Quakers, Hummingbird Fly Zones, and Queers

Aug 09, 2013 13:48

One of these things is not like the other. But it isn't Quakers.

We Think He Might Be a Boy is a sensitive and loving article from the mother of a transgender child. By the time the child was 2, she knew that her biological daughter thought of himself as a boy.

The story itself is not only a beautiful example of the most supportive and accepting of loving parents; it's a story of religious principles.

For the first five years of my life, I was raised Quaker. Then the family moved back to Southern Baptist land and I became a proud rejector of organized religion. Thirty years after leaving the SouthBab influence, I've been reconnecting to my Quaker roots.
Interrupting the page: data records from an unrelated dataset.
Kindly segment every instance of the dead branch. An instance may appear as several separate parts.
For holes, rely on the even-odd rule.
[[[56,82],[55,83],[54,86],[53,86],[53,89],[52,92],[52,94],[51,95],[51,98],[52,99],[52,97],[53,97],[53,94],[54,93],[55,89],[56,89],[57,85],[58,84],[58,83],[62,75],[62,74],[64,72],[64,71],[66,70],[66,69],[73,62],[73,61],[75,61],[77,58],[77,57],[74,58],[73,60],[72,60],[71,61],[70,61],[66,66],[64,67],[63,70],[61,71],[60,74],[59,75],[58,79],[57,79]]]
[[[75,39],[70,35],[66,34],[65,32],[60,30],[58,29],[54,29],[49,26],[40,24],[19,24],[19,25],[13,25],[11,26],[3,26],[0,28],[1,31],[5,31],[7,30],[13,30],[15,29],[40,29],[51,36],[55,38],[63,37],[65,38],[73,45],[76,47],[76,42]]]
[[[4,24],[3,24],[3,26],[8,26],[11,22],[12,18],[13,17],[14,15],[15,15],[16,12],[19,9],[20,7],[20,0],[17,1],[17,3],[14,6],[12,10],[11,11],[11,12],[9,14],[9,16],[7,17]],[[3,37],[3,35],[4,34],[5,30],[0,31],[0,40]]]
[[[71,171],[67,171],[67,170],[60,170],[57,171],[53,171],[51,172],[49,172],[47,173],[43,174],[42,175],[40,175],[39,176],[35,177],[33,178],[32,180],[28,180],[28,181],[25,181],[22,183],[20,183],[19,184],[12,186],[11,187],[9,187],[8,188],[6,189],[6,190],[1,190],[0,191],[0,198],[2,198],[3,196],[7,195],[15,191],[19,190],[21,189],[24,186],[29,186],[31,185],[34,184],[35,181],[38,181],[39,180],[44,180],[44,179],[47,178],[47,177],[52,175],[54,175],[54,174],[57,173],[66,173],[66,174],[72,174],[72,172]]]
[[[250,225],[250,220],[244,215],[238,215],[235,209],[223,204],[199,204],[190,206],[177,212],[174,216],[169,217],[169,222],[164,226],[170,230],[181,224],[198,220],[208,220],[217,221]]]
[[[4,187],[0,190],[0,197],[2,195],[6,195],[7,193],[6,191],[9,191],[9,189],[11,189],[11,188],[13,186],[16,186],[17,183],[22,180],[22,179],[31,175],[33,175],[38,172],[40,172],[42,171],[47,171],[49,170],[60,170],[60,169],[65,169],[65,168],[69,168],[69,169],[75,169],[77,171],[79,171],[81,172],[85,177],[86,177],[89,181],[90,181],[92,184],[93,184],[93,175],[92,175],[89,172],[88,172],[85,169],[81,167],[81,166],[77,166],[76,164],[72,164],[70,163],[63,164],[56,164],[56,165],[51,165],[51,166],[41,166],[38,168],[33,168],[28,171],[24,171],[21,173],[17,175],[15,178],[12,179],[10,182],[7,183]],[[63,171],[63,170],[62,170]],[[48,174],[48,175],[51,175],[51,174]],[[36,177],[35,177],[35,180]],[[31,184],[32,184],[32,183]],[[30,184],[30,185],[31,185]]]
Quakers believe the light of spirit is in every individual. They believe that the only important conversation with god is the one the individual has directly with "the spark of spirit" inside them. They believe in civil disobedience and in equality of the sexes--and they always have. They marched with abolitionists and suffragettes, and they march today against violence in their communities.

Today, Quakers are still contemplating issues like abortion, because on the one hand it's a violent act but on the other, no individual has the right to impose his/her beliefs on the woman carrying the fetus, and her decisions about her body ultimately rest between her and her god.
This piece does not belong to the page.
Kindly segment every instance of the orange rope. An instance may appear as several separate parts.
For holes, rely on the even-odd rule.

But Quakers aren't arguing about gender identity. This article so moved me, I wanted to share it with anybody who ever questioned, or felt threatened by, the experience of gender identity or sexual orientation.

The hummingbird fly zone? That's apparently a real thing, as reported by Sandy some years back. Sadly, the link to the pic (that shows a woman with hummingbirds seeming to swarm around her in her back yard) is broken.